Según Estados Unidos, de lo que se trata es de brindar seguridades a los diplomáticos norteamericanos para relacionarse libremente con la sociedad cubana, pero el problema no está en relacionarse, sino cómo y para qué. Todo el mundo sabe que una de las funciones de cualquier embajada es influir en la sociedad receptora en función de sus intereses nacionales, pero existen normas internacionales que establecen los límites de estos intereses y la forma de promoverlos, en correspondencia con el respeto a la soberanía de los estados.
La Convención de Viena y la Carta de las Naciones Unidas instituyen estas reglas y seguramente se restablecerán las relaciones diplomáticas bajo los principios de estas normas. Sin embargo, su cumplimiento será con seguridad una fuente más de conflictos entre los dos países en el futuro predecible.
Nadie puede esperar que estemos en presencia de la consumación de un matrimonio entre Cuba y Estados Unidos. Más bien, estamos viendo los arreglos de un divorcio cuyas causas se remontan al siglo XIX y se decidió de la manera más irreconciliable en 1959.
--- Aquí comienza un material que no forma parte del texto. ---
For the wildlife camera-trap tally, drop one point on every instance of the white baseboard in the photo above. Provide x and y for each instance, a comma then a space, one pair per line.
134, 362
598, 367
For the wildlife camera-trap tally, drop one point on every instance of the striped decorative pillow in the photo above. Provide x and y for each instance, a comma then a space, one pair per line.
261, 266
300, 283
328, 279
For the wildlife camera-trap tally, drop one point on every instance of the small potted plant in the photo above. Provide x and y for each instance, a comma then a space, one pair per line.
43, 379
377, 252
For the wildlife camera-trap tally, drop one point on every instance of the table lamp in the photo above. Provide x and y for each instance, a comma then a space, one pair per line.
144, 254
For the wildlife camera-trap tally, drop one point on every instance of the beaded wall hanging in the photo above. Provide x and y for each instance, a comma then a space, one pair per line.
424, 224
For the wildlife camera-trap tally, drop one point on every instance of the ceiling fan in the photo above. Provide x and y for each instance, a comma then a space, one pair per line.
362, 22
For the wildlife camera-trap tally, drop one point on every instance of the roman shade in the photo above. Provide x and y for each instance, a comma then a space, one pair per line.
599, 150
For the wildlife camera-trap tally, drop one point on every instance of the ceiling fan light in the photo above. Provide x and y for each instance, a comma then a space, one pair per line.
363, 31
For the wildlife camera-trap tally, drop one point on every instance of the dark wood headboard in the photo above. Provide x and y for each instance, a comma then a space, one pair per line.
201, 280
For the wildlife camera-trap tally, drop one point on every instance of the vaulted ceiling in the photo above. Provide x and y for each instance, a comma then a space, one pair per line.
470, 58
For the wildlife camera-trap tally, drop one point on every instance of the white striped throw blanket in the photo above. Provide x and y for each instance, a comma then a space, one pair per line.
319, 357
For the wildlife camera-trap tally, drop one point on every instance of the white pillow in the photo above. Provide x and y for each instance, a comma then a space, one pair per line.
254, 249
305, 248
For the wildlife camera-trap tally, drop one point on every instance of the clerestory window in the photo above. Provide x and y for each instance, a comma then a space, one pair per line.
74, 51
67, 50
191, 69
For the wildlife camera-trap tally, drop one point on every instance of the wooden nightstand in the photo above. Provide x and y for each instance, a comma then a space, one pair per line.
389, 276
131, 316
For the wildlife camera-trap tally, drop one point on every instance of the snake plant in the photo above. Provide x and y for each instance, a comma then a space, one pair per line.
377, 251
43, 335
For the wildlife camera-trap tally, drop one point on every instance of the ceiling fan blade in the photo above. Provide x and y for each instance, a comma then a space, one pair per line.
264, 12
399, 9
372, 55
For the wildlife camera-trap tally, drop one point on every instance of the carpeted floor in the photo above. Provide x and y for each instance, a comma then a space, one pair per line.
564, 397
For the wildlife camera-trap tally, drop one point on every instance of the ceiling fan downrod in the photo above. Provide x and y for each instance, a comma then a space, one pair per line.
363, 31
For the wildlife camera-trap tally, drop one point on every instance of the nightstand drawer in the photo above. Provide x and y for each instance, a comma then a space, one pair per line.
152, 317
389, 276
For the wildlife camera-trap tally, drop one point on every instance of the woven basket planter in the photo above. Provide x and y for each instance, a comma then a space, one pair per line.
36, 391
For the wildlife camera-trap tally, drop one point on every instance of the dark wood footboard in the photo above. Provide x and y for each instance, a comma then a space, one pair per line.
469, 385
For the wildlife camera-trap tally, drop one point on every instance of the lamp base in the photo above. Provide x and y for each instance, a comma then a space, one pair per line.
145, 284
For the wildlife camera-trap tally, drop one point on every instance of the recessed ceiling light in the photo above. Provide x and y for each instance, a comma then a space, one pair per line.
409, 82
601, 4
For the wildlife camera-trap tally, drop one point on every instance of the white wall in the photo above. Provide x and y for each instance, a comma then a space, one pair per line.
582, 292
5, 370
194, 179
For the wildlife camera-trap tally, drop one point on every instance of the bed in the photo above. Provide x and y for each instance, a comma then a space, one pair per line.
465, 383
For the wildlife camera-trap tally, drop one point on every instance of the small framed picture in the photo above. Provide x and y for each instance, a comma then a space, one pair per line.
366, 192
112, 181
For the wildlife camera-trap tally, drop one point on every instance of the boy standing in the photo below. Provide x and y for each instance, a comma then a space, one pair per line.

Es de esperar entonces que no medie el cariño y la confianza, ni sean olvidados los viejos agravios, sobre todo por Cuba, que ha sido la más perjudicada en esta relación, pero al menos las partes han decidido hablar y no tirarse los platos a la cabeza. (Tomado de Progreso Semanal)
(*) Investigador cubano, especialista en relaciones Cuba-EEUU. Doctor en Ciencias Históricas con una decena de libros publicados.